Chitosan is one of the most popular scaffolds in tissue engineering due to its high biocompatibility, good tensile resistance, and biodegradability [12, 39]. There have been many studies investigating the utility of chitosan as a natural biological scaffold to repair damaged peripheral nerves using combined cell or factor therapy, such as chitosan combined with fibroin filaments to construct a good regenerative peripheral nerve scaffold, which has achieved good curative effects in the treatment of peripheral nerve defects in rats [9, 16, 29, 41]. This prior research helped us to develop the encapsulation vector of Acellular-MT.

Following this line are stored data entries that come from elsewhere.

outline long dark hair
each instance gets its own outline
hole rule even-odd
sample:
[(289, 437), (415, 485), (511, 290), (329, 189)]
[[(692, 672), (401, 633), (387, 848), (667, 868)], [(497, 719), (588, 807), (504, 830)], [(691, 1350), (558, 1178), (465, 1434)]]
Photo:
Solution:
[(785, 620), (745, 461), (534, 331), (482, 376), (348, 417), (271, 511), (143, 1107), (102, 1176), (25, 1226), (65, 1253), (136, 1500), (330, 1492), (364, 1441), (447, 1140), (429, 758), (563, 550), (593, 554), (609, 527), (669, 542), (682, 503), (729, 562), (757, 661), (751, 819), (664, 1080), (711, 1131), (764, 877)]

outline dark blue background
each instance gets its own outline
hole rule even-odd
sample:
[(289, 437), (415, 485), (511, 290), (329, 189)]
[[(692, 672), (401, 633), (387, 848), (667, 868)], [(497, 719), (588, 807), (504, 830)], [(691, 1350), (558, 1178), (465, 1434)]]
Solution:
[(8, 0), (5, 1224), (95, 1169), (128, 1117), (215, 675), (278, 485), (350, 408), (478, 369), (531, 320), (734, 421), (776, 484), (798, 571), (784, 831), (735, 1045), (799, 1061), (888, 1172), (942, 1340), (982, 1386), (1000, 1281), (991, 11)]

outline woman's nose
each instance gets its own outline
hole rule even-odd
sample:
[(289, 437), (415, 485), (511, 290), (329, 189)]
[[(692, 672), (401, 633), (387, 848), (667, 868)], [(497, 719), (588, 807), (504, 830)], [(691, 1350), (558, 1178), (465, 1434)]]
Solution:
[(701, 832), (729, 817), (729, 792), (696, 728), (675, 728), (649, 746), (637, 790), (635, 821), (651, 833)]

In the present study, we filled chitosan with acellular nerve microparticles combined with ADSC to construct MT and bridge a 1 cm nerve defect of peripheral nerves in rats to explore the ability of MT to promote peripheral nerve regeneration and repair. Our results showed that no cellular components were present in the acellular MTs, and that the fibers were loose and porous. Immunofluorescence staining revealed that the main bioactive components of the ECM, glycoproteins including LN and FN, remained intact, which is considered to be key for the acellular-MT to help cells perform the repair function and promote axon regeneration and extension. After 7 days, Schwann cells were co-cultured with acellular-MT, showing good survival and proliferation, indicating that the constructed acellular-MT had good biocompatibility. To evaluate the degree of recovery of nerve function after the repair of peripheral nerve defects with acellular-MT, we analyzed the sciatic nerve SFI value and the stand/swing time ratio of each group, finding that the Chitosan + Acellular-MT + ADSC group showed a recovery advantage second only to the autograft group at 8 W postoperatively, while the degree of recovery showed no significant difference with the autograft group at 12 W postoperatively. The electrophysiological characteristics of the nerves were similar to those of the autograft group, which also reflected a strong ability to promote the regeneration of peripheral nerve defects. SEM analysis of the distal nerve grafts at 12 W after the operation in each group and the effect on sciatic nerve regeneration were evaluated, revealing that the structure of myelinated nerve fibers in the Acellular-MT group showed good continuity of the regenerative myelin sheath, smooth shape, and wider diameter of nerve fibers, similar to that in the autograft group.